Ahmadi menambahkan, Serabi Bojonegoro kini telah memperoleh Sertifikat Kekayaan Intelektual Komunal (KIK) dari Kementerian Hukum dan Hak Asasi Manusia. Ke depan, festival serabi akan kembali digelar dengan melibatkan lebih banyak pedagang sehingga semakin memperkuat identitas Serabi Bojonegoro sebagai salah satu kuliner khas daerah.
“Meskipun serabi banyak dijumpai di berbagai daerah, Serabi Bojonegoro memiliki cita rasa dan karakteristik yang khas,” tandasnya.
Kebahagiaan juga dirasakan Kasmin, pedagang serabi asal Kelurahan Kepatihan yang menjadi salah satu penerima bantuan. Selama tujuh tahun terakhir, ia berjualan di Jalan Imam Bonjol, tepatnya di depan SD Katolik Bojonegoro, setiap hari mulai pukul 16.00 WIB.
Kasmin mengaku sebelumnya hanya menggunakan meja sederhana untuk berjualan. Dengan gerobak baru yang diterimanya, dagangan kini dapat ditata lebih rapi sehingga tampil lebih menarik bagi pembeli.
“Alhamdulillah. Dulu jualannya di meja, sekarang dengan gerobak ini dagangan bisa dipajang lebih rapi,” ujarnya penuh syukur.
Setiap hari Kasmin mengolah sekitar lima kilogram adonan serabi, sedangkan pada malam Minggu jumlahnya meningkat hingga tujuh kilogram. Serabi buatannya dijual dengan harga sekitar Rp6.000 per porsi. Ia juga pernah mengikuti Festival Serabi yang diselenggarakan Kelurahan Kepatihan.

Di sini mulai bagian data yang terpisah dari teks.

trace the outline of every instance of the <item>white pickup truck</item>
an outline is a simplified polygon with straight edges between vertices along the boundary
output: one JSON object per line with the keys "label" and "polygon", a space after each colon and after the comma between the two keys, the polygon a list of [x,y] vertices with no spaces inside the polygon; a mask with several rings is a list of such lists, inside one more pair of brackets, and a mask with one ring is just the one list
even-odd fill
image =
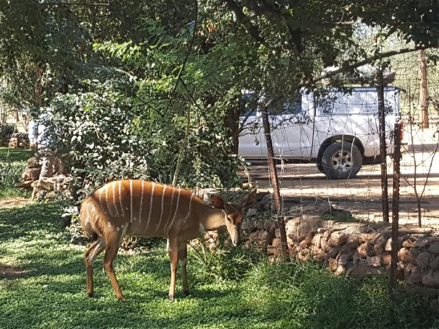
{"label": "white pickup truck", "polygon": [[[291,108],[270,113],[275,157],[315,161],[331,179],[353,178],[362,165],[379,160],[378,93],[374,87],[353,87],[351,94],[327,89],[316,97],[302,90]],[[248,96],[248,95],[247,95]],[[400,122],[399,93],[385,87],[384,105],[387,153],[394,153],[393,132]],[[284,108],[290,106],[284,103]],[[274,113],[276,114],[274,114]],[[241,115],[238,155],[246,159],[266,158],[260,109]]]}

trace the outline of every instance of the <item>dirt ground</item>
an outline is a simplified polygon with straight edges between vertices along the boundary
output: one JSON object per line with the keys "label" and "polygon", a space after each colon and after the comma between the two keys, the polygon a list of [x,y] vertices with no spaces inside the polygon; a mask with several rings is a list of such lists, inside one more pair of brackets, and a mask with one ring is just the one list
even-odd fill
{"label": "dirt ground", "polygon": [[24,198],[9,198],[0,199],[0,209],[17,204],[23,204],[30,202],[29,199]]}
{"label": "dirt ground", "polygon": [[[403,142],[408,145],[400,164],[401,224],[417,222],[416,186],[418,195],[422,195],[423,225],[439,225],[439,152],[436,154],[439,134],[435,125],[432,125],[432,128],[423,131],[413,129],[411,133],[410,127],[406,128]],[[387,161],[391,216],[393,166],[390,157]],[[364,219],[382,220],[379,164],[365,165],[356,177],[347,180],[328,180],[313,163],[284,163],[278,165],[277,169],[281,193],[286,203],[306,205],[330,202]],[[266,161],[255,162],[248,170],[259,189],[272,191]],[[244,172],[240,173],[246,175]]]}

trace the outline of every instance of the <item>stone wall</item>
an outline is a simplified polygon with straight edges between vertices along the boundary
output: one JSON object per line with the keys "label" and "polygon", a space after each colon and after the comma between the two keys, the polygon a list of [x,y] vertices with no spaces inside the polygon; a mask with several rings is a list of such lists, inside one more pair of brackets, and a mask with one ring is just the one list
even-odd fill
{"label": "stone wall", "polygon": [[[269,194],[258,199],[247,211],[242,225],[243,247],[266,253],[270,261],[275,261],[281,247],[277,222],[275,216],[261,216],[270,212],[272,198]],[[392,239],[388,223],[353,221],[349,211],[327,204],[293,206],[284,213],[288,215],[283,222],[292,257],[324,262],[337,275],[389,271]],[[216,232],[207,232],[205,237],[209,247],[216,247]],[[401,225],[398,244],[398,279],[439,288],[439,232]]]}

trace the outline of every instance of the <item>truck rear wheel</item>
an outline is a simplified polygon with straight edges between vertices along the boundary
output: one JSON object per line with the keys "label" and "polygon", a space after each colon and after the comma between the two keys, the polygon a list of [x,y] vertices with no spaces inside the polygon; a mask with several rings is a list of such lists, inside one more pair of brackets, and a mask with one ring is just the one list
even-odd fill
{"label": "truck rear wheel", "polygon": [[322,157],[322,168],[331,179],[346,179],[355,177],[363,163],[358,149],[350,143],[338,142],[328,146]]}

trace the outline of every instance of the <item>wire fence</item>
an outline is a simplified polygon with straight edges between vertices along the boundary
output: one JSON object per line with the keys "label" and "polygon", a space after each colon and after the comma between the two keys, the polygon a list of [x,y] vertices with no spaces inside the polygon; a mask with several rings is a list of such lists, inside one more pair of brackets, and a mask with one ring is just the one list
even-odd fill
{"label": "wire fence", "polygon": [[[434,200],[439,192],[439,112],[435,105],[439,75],[438,66],[427,61],[427,86],[421,88],[421,58],[412,54],[391,63],[396,78],[384,88],[386,167],[391,209],[394,130],[395,123],[402,123],[399,222],[431,226],[439,219],[439,203]],[[329,203],[359,218],[383,220],[377,88],[352,88],[348,94],[333,89],[320,100],[312,93],[302,95],[301,102],[295,103],[299,109],[294,115],[281,111],[270,115],[269,111],[281,195],[287,205],[284,212],[289,202],[301,206]],[[428,128],[422,124],[422,93],[426,88]],[[241,116],[240,153],[251,161],[248,169],[252,179],[261,190],[270,190],[267,166],[258,161],[267,156],[260,120],[257,111]]]}

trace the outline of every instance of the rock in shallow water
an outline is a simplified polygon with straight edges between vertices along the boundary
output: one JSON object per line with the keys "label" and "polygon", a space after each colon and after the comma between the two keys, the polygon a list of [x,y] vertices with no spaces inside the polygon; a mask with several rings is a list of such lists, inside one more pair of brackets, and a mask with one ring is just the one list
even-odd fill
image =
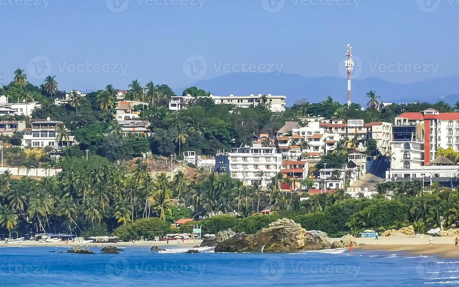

Melalui bantuan gerobak usaha ini, Pemerintah Kabupaten Bojonegoro berharap para pedagang serabi semakin percaya diri dalam mengembangkan usahanya. Di sisi lain, upaya tersebut juga diharapkan mampu memperkuat eksistensi Serabi Bojonegoro sebagai kuliner khas daerah yang membanggakan sekaligus memiliki potensi besar untuk menarik kunjungan wisatawan.